CN101211339A - Intelligent web page classifier based on user behaviors - Google Patents
Intelligent web page classifier based on user behaviors Download PDFInfo
- Publication number
- CN101211339A CN101211339A CNA2006101483419A CN200610148341A CN101211339A CN 101211339 A CN101211339 A CN 101211339A CN A2006101483419 A CNA2006101483419 A CN A2006101483419A CN 200610148341 A CN200610148341 A CN 200610148341A CN 101211339 A CN101211339 A CN 101211339A
- Authority
- CN
- China
- Prior art keywords
- user
- classification
- web page
- sample set
- webpage
- Prior art date
- Legal status (The legal status is an assumption and is not a legal conclusion. Google has not performed a legal analysis and makes no representation as to the accuracy of the status listed.)
- Pending
Links
Landscapes
- Information Retrieval, Db Structures And Fs Structures Therefor (AREA)
Abstract
An intelligent web page classification device based on the user's behaviors: (1) Perform background input with an initial classification sample group for training, so as to gain a clustering center of each classification in the characteristic space. (2) Receive a URL input by the user input before catching and analyzing corresponding pages on the background; then, output texts with index value in the page. Moreover, extract a characteristic set according to the user-input content and web page contents; then, perform feedback modification for the characteristic space in the initial classification sample group and adjust the characteristic weight factor in the vector space. (3) Use the user-selected classification device to perform automatic classification for the texts in the previous step of the created texts and output results. When the user executes a search, the classification device can automatically determine the classification of each result and perform gradual adjustment for the classification device; the more times the user executes the search, the more accurate the classification of the web page classification device will be, so as to help different users effectively reduce the size of the set of the search result before locating necessary information more accurately.
Description
Technical field
The present invention relates to a kind of webpage be carried out the technology of intelligent classification, particularly carried out the intelligence learning of sorter in conjunction with user behavior feature and web page contents.
Background technology
Existing Web page classifying device mainly comprises two big classes: the manual sort.Directory search such as YAHOO is to take artificial mode to classify to being kept in the local data base.Though the classification degree of accuracy is higher, efficient is very low, and renewal speed is slow, and maintenance workload is big.Automatically classification.Replace manually webpage being classified with computer system, mainly comprise two kinds of implementation methods: the sorter of KBE and based on the sorter of statistics.The former mainly relies on linguistic knowledge, needs a large amount of inference rules of establishment as classificating knowledge, and Search Results is very accurate, but realizes quite complexity, and the development cost costliness.The latter ignores the linguistics structure of text, and text is considered as the characteristic item set, utilizes the weighted feature item to constitute vector and carries out text representation, the frequency of utilizing word to occur is weighted text feature, realize fairly simplely, classify accuracy is higher, can satisfy general requirement of using.But having shortcoming is not consider with the user search behavior to carry out interaction, and also is not suitable for the very high inquiry of scientific literature and so on claimed accuracy.
Summary of the invention
In order to overcome the above-mentioned deficiency of existing sorter, on traditional basis based on the vector space model Web page classifying device of adding up, the invention provides a kind of novel intelligent Web page classifying device, this sorter can not only satisfy the accurate classificating requirement with huge scale storage webpage, and can dynamically adjust the preliminary classification sample set in conjunction with user behavior, the classification results of meeting consumers' demand is provided for the search engine foreground.

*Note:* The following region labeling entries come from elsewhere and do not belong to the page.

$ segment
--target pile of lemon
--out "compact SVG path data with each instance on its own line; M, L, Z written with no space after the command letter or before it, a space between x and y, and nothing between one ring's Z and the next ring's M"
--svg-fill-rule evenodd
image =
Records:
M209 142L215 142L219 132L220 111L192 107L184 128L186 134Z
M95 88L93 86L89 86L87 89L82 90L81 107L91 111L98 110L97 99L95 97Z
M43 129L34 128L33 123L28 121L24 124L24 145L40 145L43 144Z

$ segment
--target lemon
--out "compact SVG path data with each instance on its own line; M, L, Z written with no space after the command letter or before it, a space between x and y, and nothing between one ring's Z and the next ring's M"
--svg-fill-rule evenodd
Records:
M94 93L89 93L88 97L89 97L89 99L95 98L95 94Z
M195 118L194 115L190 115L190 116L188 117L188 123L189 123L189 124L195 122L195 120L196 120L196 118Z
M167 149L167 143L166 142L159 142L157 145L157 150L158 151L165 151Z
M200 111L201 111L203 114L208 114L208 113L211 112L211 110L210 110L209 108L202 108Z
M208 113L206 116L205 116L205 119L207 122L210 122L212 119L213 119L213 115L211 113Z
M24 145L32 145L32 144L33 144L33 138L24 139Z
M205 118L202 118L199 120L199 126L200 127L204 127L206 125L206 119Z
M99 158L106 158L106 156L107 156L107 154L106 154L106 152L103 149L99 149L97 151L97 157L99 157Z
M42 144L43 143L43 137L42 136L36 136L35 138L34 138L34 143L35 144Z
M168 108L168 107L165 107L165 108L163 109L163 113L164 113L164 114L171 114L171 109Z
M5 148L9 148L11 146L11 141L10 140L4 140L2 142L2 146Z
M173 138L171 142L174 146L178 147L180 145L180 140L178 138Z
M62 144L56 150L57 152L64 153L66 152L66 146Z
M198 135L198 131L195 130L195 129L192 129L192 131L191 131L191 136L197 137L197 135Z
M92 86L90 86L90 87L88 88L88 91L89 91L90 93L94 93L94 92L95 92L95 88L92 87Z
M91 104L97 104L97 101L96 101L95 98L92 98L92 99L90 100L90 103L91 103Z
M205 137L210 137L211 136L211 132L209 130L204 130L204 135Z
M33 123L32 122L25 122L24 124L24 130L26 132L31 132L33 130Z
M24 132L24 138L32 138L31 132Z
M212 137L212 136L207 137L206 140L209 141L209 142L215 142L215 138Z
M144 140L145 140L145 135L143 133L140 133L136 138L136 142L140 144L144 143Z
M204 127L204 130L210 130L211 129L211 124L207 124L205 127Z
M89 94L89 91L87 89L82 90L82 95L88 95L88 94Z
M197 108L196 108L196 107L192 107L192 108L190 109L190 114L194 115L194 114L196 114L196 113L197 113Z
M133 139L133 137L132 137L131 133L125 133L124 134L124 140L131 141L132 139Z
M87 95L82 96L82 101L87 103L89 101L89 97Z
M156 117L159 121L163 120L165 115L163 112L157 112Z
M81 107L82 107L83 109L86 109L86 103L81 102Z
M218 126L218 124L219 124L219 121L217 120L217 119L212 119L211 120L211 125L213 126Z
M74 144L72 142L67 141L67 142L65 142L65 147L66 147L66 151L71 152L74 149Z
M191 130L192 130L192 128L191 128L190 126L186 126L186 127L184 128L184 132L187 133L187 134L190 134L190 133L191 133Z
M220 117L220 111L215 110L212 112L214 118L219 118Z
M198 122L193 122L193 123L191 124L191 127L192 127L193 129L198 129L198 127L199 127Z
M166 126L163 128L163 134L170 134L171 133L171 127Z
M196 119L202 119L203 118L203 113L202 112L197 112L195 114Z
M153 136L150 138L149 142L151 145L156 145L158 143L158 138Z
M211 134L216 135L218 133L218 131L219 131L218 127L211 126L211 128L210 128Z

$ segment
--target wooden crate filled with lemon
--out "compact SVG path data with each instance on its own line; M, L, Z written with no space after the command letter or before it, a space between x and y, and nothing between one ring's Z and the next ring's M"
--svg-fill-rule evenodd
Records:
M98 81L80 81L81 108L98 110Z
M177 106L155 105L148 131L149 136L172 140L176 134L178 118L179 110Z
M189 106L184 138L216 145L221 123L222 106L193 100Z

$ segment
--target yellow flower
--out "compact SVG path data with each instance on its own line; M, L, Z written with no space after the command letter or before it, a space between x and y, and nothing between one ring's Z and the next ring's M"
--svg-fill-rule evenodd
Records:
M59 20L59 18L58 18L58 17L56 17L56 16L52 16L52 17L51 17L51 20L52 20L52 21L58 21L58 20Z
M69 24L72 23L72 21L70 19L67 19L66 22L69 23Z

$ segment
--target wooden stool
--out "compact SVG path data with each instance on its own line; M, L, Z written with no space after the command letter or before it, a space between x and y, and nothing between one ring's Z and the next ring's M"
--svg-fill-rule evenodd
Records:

Intelligent web page classifier based on user behavior:
(1) backstage input preliminary classification sample set is trained, and obtains each and is sorted in cluster centre on the feature space.
(2) receive the URL that the user imports, the backstage is grasped and is also analyzed the corresponding page, the text that has index to be worth in the output page.And according to user input content and web page contents, extract characteristic set, the feature space of preliminary classification sample set is carried out feedback revise, adjust the feature weight value of vector space.
(3) sorter that adopts the user to select is classified automatically to the text that previous step generates, and the output result.
After the user has carried out once search, sorter is judged the classification under every result automatically, and sorter is progressively adjusted, the searching times that the user carries out is many more, the classification of Web page classifying device is just accurate more, thereby help different user effectively to dwindle the set of Search Results, find required information more accurately.This method is applicable to the classification of various language texts, only will adopt the segmenting word method that is different from Romance for Asian language.
Specific embodiment:
In vector space model, text is made a general reference various machine-readable records, with D (Document) expression.Characteristic item T (Term) is meant the basic language unit that appears in the document D and can represent the document content, mainly is to be made of speech or phrase, and text can be D (T with the characteristic item set representations
1, T
2..., Tn), wherein Tk is a characteristic item, k ∈ 1,2 ..., N.For containing the text of n characteristic item, give certain weight can for usually each characteristic item and represent its significance level.Be D=D (T1, W1; T2, W2; , Tn, Wn), note by abridging into D=D (W1, W2 ..., Wn), this is become the vector representation of text, and wherein Wk is the weight of Tk, k ∈ 1,2 ..., N.In vector space model, two arbitrary text D
iAnd D
jBetween content degree of correlation Sim (D
i, D
j) cosine value of angle represents that formula is between the vector commonly used:
Wherein, W
Ik, W
JkRepresent text D respectively
iAnd D
jThe weights of k characteristic item, k ∈ 1,2 ..., N.If it is Th[i that the threshold value of certain keyword number of times is imported in user's search].
The concrete grammar step is as follows:
(1) selects suitable standard vocabulary.The range of application of combining classification device is selected suitable classed thesaurus, just selects the Dewey Decimal Classification sorted table such as belonging to library's application.Each word in the vocabulary is endowed different serial numbers and Hash functional value.And be the threshold value Th[i of each word designated user input number of times].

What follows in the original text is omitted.